Having come from Australia, where Question Time in parliament has long since descended into hollow sloganeering and pointless vitriol – like kabuki theatre staged at a dog fight – Westminster politics seemed decidedly civil, even, well … reasonable.
The key to understanding Australian politics is that voting is both compulsory and preferential (or “Alternative Vote” as the UK knows it). This means that in order to win elections, candidates have to appeal to people who don’t care about politics and also to people who plan to vote for someone else anyway. The result is two major parties who, despite some genuine ideological divisions, basically disagree within a fairly narrow band. Unthreatening centrism and a “don’t scare the horses” mentality is the order of the day.

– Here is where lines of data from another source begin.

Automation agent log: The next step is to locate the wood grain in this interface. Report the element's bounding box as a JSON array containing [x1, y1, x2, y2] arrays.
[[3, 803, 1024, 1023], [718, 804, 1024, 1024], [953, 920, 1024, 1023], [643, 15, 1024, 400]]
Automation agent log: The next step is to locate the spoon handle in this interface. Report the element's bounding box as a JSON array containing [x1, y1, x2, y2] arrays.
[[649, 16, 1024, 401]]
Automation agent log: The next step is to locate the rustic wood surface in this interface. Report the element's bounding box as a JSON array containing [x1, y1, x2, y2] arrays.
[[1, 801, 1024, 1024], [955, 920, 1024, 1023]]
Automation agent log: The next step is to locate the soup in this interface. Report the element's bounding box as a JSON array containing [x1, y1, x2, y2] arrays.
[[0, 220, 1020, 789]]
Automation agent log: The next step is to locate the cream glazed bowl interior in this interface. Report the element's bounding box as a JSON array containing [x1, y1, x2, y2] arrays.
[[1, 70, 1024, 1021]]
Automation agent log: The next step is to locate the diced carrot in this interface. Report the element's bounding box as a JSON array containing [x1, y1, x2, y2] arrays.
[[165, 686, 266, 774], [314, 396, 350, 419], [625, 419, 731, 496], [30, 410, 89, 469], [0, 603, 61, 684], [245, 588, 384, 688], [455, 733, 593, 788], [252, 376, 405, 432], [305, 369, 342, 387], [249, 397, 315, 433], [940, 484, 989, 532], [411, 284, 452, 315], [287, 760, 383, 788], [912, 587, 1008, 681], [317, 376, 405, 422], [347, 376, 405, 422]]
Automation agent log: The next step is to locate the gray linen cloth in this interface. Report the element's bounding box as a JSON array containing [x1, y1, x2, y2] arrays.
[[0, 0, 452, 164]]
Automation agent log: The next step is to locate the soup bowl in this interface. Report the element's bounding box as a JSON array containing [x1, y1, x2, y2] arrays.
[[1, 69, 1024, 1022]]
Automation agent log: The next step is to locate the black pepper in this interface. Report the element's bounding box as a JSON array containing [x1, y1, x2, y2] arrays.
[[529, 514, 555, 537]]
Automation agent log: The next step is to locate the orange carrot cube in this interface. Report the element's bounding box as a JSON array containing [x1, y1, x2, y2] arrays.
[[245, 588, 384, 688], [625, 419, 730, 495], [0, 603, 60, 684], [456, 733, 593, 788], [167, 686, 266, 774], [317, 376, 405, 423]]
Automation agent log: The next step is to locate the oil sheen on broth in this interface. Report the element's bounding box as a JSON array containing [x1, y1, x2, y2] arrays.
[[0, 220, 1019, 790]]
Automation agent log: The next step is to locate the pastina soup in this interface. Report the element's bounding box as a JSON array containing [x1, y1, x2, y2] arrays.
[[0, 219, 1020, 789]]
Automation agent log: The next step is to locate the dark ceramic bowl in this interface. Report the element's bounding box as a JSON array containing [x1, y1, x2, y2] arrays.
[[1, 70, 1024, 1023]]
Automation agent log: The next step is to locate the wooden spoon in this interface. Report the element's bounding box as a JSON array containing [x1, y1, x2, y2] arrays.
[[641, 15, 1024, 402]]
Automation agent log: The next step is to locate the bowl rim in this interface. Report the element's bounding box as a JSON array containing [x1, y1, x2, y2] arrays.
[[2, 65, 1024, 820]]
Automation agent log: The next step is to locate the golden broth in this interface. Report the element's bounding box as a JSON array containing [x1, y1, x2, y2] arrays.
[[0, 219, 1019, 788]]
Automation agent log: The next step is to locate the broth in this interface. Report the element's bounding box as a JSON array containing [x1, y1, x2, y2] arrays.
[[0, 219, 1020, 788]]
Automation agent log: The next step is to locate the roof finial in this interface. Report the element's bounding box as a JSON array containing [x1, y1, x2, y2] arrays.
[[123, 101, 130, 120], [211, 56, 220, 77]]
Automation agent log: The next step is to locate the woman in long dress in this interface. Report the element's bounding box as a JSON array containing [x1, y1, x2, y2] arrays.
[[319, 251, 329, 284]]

But there is another story at play here too. Australia’s notoriously complicated voting system for the Senate, combined with preference deals done between parties, means the balance of power in the upper house has often been held by independents and minor parties such as the Australian Greens and, until a few years ago, the Australian Democrats.
There’s also a slew of perennial campaigners such as the Shooters and Fishers Party (not to be confused with the Fishing and Lifestyle Party) and the Australian Sex Party. Tragically the latter refuses to use the slogan “Ain’t No Party Like An Australian Sex Party!”, but made up for it this year with the campaign line “As much as we like sex, we don’t like getting f***ed.” I’m not even making that up.